Legacy for Children (Legacy) is designed to support mothers’ ability to engage in positive parenting behaviors and mother-child interactions, by improving parenting self-efficacy and mothers’ sense of supportive community. An experimental evaluation of the Legacy program found statistically significant positive impacts on mothers’ concerns about their child’s behavior, and children’s socio-emotional and behavior problems, and hyperactive behavior.
DESCRIPTION OF PROGRAM
Target population: low-income families with new-born children
The Legacy philosophy is that the quality of the mother-child relationship is critical to healthy child development. The program focuses on key modifiable factors, such as a mother’s self-efficacy for parenting, commitment to the parenting role, and feeling supported for her parenting choices. Legacy is intended to improve children’s behavioral, socio-emotional, cognitive, and language outcomes. The program consists of weekly group meetings for between 1.5 and 2.5 hours, in a community or university location, occasional one-on-one sessions, and group outings in the community. Each site develops its own curriculum. The curricula focus on providing information and skills at times of high relevancy and motivation. Topics include sensitive responding, affection, establishing and maintaining routines, discipline, play and creativity, language, and school readiness.
EVALUATION OF PROGRAM
Evaluated Population: A total of 606 mother-child pairs in Miami, FL and Los Angeles, CA. To be eligible, mothers had to be at least 18 years of age, live within the catchment area, be comfortable speaking English, intend to raise their child to speak primarily English, have received at least some prenatal care, and have income below 200 percent of the poverty level. Los Angeles participants were recruited at prenatal clinics, while Miami participants were recruited from two hospitals within 72 hours of delivery.
The mothers had a mean age of 24 years; 78 percent were unmarried; 74 percent were unemployed; 57 percent were non-Hispanic black, and 25 percent were Hispanic.

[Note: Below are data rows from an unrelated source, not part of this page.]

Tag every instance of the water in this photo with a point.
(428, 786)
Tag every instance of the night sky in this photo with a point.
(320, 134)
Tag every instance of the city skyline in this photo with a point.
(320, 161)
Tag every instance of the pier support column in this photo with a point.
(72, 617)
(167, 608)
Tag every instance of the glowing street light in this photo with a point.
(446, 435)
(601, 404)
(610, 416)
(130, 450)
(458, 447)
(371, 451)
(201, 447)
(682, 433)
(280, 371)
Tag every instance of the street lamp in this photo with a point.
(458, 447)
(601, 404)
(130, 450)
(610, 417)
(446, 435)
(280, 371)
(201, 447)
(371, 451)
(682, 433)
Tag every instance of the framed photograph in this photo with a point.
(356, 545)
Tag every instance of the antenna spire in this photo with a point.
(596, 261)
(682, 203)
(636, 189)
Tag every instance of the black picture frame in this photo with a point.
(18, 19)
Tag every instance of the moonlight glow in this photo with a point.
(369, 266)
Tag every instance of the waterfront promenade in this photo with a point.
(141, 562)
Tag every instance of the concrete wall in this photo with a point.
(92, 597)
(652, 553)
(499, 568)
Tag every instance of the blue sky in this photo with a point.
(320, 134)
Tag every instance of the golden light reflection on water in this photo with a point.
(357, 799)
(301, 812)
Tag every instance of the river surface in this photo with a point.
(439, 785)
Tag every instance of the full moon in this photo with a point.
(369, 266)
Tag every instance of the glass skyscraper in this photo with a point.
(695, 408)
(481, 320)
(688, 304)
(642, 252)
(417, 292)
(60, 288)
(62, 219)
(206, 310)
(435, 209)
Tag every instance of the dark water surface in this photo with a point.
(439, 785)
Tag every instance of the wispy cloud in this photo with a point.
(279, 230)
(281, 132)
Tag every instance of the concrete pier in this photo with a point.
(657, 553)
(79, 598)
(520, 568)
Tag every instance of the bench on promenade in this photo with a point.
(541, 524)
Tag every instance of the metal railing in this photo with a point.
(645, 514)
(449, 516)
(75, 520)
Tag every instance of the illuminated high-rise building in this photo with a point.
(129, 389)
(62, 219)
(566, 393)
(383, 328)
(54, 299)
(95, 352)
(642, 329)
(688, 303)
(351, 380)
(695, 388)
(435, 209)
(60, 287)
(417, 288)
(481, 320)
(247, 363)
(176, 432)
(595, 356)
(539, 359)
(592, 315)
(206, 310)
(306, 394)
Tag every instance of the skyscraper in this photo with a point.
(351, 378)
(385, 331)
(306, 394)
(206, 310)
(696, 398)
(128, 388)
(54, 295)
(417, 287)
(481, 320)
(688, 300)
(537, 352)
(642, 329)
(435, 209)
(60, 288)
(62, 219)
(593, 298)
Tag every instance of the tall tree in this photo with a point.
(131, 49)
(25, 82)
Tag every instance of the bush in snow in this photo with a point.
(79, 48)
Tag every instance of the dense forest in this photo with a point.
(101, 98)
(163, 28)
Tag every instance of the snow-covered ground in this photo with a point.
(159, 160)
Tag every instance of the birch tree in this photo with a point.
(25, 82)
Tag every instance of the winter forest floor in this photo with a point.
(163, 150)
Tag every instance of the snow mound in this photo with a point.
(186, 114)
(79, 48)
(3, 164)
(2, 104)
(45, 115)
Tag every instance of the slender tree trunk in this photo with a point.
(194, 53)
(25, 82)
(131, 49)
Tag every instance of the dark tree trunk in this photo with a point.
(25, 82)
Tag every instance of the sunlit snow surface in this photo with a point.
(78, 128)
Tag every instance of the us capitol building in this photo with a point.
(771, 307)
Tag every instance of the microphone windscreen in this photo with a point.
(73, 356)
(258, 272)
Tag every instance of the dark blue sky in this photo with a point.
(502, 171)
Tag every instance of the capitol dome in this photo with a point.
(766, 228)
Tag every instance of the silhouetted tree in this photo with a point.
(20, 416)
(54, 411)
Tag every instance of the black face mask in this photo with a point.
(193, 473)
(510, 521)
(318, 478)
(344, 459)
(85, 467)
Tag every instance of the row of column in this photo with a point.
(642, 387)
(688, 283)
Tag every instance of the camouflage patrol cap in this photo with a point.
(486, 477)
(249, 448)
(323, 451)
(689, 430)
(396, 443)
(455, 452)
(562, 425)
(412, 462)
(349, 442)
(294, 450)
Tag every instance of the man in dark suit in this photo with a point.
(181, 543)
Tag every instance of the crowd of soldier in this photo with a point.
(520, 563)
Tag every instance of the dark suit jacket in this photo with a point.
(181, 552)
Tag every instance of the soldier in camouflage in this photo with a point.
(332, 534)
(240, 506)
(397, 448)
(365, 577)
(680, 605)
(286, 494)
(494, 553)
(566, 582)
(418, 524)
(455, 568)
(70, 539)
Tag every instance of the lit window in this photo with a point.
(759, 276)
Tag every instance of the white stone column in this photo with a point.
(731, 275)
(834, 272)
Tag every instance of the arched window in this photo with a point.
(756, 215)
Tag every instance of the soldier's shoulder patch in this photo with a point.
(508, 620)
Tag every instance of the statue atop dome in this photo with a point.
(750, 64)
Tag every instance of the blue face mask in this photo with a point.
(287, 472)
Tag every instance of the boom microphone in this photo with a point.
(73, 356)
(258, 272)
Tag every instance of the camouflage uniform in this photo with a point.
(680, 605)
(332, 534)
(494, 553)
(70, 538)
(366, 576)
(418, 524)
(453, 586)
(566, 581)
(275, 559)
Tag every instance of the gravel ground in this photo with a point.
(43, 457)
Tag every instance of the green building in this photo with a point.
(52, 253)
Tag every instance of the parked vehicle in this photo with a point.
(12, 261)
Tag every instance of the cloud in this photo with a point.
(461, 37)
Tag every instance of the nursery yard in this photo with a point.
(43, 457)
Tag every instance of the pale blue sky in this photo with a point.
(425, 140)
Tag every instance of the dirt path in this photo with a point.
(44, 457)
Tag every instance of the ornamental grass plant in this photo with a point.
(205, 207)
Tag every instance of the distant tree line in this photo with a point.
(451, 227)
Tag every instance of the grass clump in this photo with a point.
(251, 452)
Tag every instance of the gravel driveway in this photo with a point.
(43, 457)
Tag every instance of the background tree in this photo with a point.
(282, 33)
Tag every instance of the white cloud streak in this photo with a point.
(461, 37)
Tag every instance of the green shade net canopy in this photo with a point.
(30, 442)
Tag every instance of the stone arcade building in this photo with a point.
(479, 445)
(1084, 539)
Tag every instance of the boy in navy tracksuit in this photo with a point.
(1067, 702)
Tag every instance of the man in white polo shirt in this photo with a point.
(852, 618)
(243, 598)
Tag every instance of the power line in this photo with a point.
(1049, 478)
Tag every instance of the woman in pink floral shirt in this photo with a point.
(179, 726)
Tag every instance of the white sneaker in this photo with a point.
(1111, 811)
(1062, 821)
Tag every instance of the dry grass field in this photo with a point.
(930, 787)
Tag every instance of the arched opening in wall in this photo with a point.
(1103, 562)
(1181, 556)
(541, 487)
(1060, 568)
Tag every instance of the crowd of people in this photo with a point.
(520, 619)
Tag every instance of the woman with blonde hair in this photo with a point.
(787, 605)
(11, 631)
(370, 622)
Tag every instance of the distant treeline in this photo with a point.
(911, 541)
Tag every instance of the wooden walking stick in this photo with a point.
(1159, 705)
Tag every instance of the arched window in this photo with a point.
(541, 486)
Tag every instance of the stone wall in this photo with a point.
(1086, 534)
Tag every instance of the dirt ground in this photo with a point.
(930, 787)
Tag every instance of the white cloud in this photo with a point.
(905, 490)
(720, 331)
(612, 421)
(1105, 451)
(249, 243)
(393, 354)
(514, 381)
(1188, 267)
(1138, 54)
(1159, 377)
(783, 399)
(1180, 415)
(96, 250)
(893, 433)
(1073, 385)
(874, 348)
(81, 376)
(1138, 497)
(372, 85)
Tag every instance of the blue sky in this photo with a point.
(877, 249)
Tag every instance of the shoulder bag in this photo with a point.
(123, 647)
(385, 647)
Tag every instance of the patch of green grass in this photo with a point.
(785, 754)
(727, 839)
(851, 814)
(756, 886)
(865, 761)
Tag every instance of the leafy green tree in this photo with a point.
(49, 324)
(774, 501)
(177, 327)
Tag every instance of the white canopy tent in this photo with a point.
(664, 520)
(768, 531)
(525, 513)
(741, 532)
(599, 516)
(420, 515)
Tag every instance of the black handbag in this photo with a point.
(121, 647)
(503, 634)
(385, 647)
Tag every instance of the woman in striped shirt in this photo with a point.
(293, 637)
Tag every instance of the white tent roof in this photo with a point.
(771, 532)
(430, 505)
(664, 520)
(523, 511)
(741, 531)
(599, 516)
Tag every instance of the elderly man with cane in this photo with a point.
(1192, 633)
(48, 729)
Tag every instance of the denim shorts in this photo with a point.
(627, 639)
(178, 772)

Approach: Behavioral concerns and socio-emotional problems were assessed at baseline, and at 12, 24, 36, 48, and 60 months. Emotional symptoms, conduct problems, hyperactivity, peer problems, and prosocial behavior were assessed only at the 48- and 60- month time points. Data from the two cities were analyzed separately. For Miami, the 60-months point represented the immediate post-intervention assessment, while in Los Angeles the 36-months point represented the immediate post-intervention assessment and was followed by two follow-ups at one (48 months) and two (60 months) years post-baseline. At the 60-months data collection point, data were collected from 62 percent of the original participants in Los Angeles, and from 65 percent in Miami.
At baseline, Los Angeles mothers were significantly older, more educated, and more likely to be married, Hispanic, employed, renting their residence, and speaking a language other than English at home, than were Miami mothers. Within sites, there were no significant differences between intervention and control groups at baseline.
Results: For mother-child dyads who participated in the program, the evaluation found that the Legacy program had statistically significant positive impacts on mothers’ behavioral concerns at 24 months (Miami only, ES=-0.37), children’s socio-emotional problems at 48 months (Miami only, ES=-0.51), children’s hyperactive behavior at 60 months (Los Angeles only, ES=-0.38), and behavior problems from 24 to 60 months of age (Miami only, OR=0.56).
SOURCES FOR MORE INFORMATION
Kaminksi, J.W., Perou, R., Visser, S.N., Scott, K.G., Beckwith, L., Howard, J., Smite, C., Danielson, M.L. (2013). Behavioral and socioemotional outcomes through age 5 years of the Legacy for Children public health approach to improving developmental outcomes among children born into poverty. American Journal of Public Health, 103(6), 1058-1066.
KEYWORDS: Infants (0-12 mos), Toddlers (12-36 mos), Children (3-11), Males and Females (Co-ed), Community-based, Parent Training/Education, Conduct/Disruptive Disorders, Parent-Child Relationship
Program information last updated on 3/9/2015.